Wind is one way the Earth’s surface changes over time. It can transport sand and gravel from one location to the next and cause desert sand dunes to move over time – known as wind erosion. Furthermore, wind helps transport seeds, pollen and seeds between plants as well as animal sources, even carrying ships across oceans!
Water can lead to chemical weathering. Acid rain and other chemicals can break down some types of rocks like limestone, creating caves and cliffs in its wake. River currents also play a part in erosion; this is how Oxbow lakes–those odd horseshoe-shaped ponds along rivers–form.
Ice
Water is usually the main agent in weathering and erosion processes, but ice also plays an important part. Ice can erode rocks both physically and chemically. It can rip chunks away from mountainsides to carve U-shaped valleys. When the glacier recedes it deposits this material as drumlins or outwash plains; or can sculpt rock surfaces into U-shaped valleys, hanging valleys, cirques horns or aretes.
Glacial erosion can occur quickly. A glacier can quickly carve a deep U-shaped valley and leave behind an altitude lake called a tarn. When multiple glaciers erode one mountain top from different directions simultaneously, pointed-shaped peaks such as Switzerland’s Matterhorn may form. Horns and aretes may also appear when glaciers move down its side or flow off-mountain slopes before melting glaciers deposit large boulders and bits of rock material they have collected into piles called moraines.
Temperature
At Scotts Bluff National Monument, weathering and erosion are always at work, manifested most clearly by rock slides – an increasingly frequent sight at the park. Other signs may include potholes formed from expanding ice cracks in rocks as well as shifting beaches caused by waves or gravity.

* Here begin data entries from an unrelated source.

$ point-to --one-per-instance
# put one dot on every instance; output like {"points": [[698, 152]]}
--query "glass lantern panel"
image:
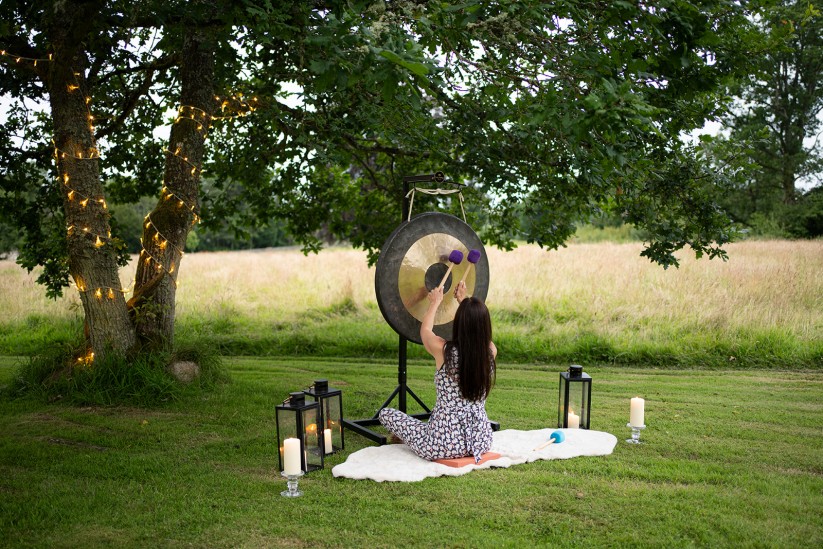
{"points": [[286, 428], [333, 422], [311, 434]]}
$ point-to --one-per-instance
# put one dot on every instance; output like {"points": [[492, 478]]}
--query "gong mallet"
{"points": [[454, 258], [472, 258], [556, 437]]}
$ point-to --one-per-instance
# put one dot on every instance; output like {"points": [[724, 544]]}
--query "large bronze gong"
{"points": [[414, 259]]}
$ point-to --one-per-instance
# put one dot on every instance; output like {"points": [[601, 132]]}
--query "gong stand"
{"points": [[404, 275]]}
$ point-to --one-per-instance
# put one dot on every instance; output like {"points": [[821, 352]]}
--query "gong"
{"points": [[413, 261]]}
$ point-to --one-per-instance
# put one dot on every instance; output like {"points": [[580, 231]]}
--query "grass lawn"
{"points": [[730, 459]]}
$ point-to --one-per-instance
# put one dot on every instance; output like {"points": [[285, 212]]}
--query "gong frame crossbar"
{"points": [[361, 426]]}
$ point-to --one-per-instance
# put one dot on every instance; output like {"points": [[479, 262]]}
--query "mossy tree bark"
{"points": [[167, 226], [92, 257]]}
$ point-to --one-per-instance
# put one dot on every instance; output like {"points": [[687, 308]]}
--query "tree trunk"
{"points": [[92, 258], [165, 229]]}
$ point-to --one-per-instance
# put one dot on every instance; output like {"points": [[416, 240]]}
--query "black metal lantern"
{"points": [[574, 399], [297, 437], [330, 424]]}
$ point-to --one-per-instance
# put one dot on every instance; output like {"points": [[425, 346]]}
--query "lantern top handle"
{"points": [[295, 399]]}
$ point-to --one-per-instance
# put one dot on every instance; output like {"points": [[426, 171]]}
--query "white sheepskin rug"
{"points": [[396, 462]]}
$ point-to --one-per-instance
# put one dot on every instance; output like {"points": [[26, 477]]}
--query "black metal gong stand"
{"points": [[360, 426]]}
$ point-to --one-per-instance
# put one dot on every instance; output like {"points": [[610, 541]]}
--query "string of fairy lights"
{"points": [[232, 106]]}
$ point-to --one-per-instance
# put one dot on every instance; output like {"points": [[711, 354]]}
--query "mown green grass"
{"points": [[731, 459]]}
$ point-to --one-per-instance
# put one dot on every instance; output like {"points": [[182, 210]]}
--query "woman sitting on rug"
{"points": [[458, 425]]}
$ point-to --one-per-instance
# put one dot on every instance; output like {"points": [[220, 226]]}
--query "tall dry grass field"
{"points": [[603, 297]]}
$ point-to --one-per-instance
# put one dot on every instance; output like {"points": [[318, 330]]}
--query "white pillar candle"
{"points": [[327, 440], [637, 412], [291, 456]]}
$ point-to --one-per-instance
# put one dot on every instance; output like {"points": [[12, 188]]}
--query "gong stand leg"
{"points": [[360, 425]]}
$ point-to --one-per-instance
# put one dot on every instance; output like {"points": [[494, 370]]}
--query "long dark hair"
{"points": [[472, 335]]}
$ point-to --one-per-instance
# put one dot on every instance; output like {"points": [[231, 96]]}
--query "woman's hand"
{"points": [[436, 296], [460, 291]]}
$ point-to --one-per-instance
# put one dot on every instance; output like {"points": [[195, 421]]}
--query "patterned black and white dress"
{"points": [[457, 427]]}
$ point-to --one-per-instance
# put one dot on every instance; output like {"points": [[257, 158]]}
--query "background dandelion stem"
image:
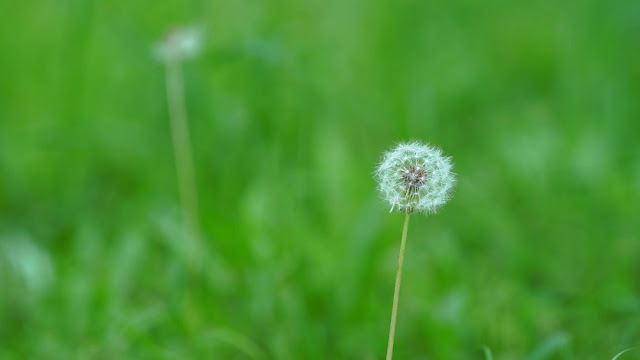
{"points": [[183, 157], [396, 292]]}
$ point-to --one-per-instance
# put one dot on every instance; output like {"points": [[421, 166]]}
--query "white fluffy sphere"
{"points": [[415, 177]]}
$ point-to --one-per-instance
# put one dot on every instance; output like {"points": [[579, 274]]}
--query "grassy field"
{"points": [[290, 107]]}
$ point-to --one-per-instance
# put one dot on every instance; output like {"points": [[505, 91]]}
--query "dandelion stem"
{"points": [[182, 153], [396, 292]]}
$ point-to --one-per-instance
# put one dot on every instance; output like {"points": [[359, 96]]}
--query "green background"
{"points": [[290, 107]]}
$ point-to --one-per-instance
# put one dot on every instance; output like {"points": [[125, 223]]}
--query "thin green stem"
{"points": [[182, 152], [396, 292]]}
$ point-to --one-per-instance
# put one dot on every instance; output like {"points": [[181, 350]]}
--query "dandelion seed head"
{"points": [[415, 177], [180, 43]]}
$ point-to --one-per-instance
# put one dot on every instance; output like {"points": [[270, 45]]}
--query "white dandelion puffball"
{"points": [[415, 177], [180, 43]]}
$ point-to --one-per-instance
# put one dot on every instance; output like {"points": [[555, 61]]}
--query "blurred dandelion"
{"points": [[412, 177], [182, 43]]}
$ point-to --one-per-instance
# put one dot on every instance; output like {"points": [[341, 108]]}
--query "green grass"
{"points": [[290, 107]]}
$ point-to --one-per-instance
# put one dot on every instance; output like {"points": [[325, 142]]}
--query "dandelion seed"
{"points": [[412, 177], [180, 43], [415, 177]]}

Water is one of the primary forces shaping our landscapes by means of weathering and erosion. It can do this mechanically – such as when raindrops hit rocks with enough force to dislodge soil particles – or it can move sediments over mountains by flowing with river waters carrying away soil with them.
Water can cause chemical weathering when it interacts with rocks and minerals, such as when carbonic acid from water dissolves limestone to form caves. Erosion may happen slowly as is seen with glaciers or it could take place quickly such as when mudslides occur.